Missoula, Montana's Past and Present
A frontier spirit still lingers in the facades of Downtown Missoula. As we approach our city's 150-year anniversary, it becomes ever more fascinating to look back on our history and marvel at how much things have changed - and, in some cases, how much things have stayed the same. Thanks to robust preservation efforts, much of historic Missoula's character remains intact, luring visitors into American history.
It may no longer have the eye-catching name of Hellgate Village, but since its foundation as a trading post in 1860, Missoula has played a crucial role in the history of Montana. It served as the crux of efforts by the U.S. Army, the railroad, the Forest Service and the University of Montana to shape the state and city in the late 19th century, saw an unprecedented boom in the logging industry and was the site of the election of the first woman in Congress, Jeanette Rankin, in 1916.
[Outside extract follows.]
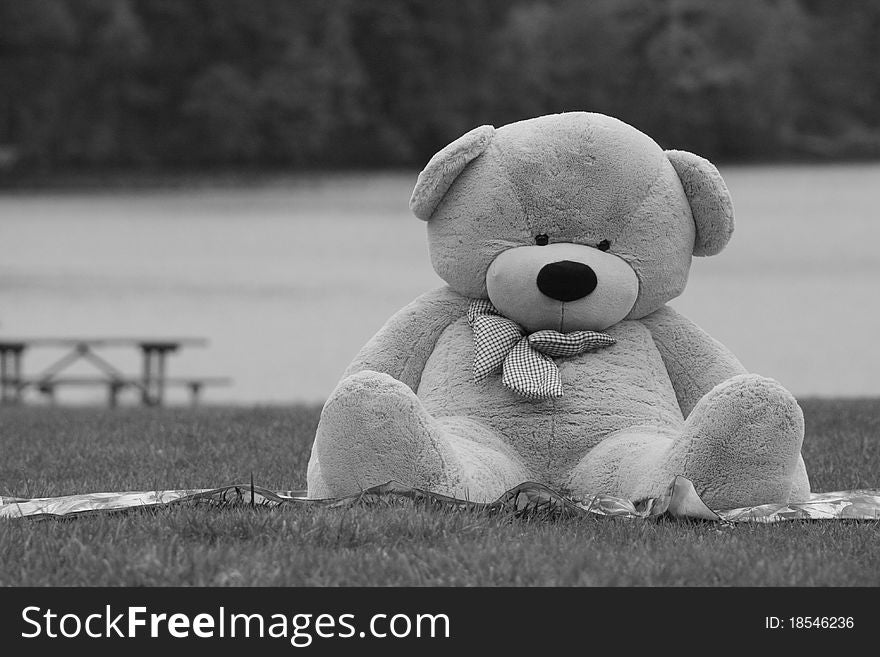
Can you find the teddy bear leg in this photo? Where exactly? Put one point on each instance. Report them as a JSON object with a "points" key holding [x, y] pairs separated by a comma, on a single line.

Take a walk downtown and stop by some of the most prominent historical landmarks in Missoula. The Montana Museum of Art & Culture, begun in 1894, houses over 10,000 original works, while you can catch a show at the Wilma Theatre, founded in 1921, or see the artistic happenings at the Atlantic Hotel, dating back to 1902 and now housing studios and a secondhand thrift store. For a savory experience, visit the Oxford, a saloon and cafe established in 1883 that now boasts 24-hour service. Some Missoula history is yet to be written; Missoula, already home of the smokejumpers' headquarters, is scheduled to be the site of the National Museum of Forest Service History.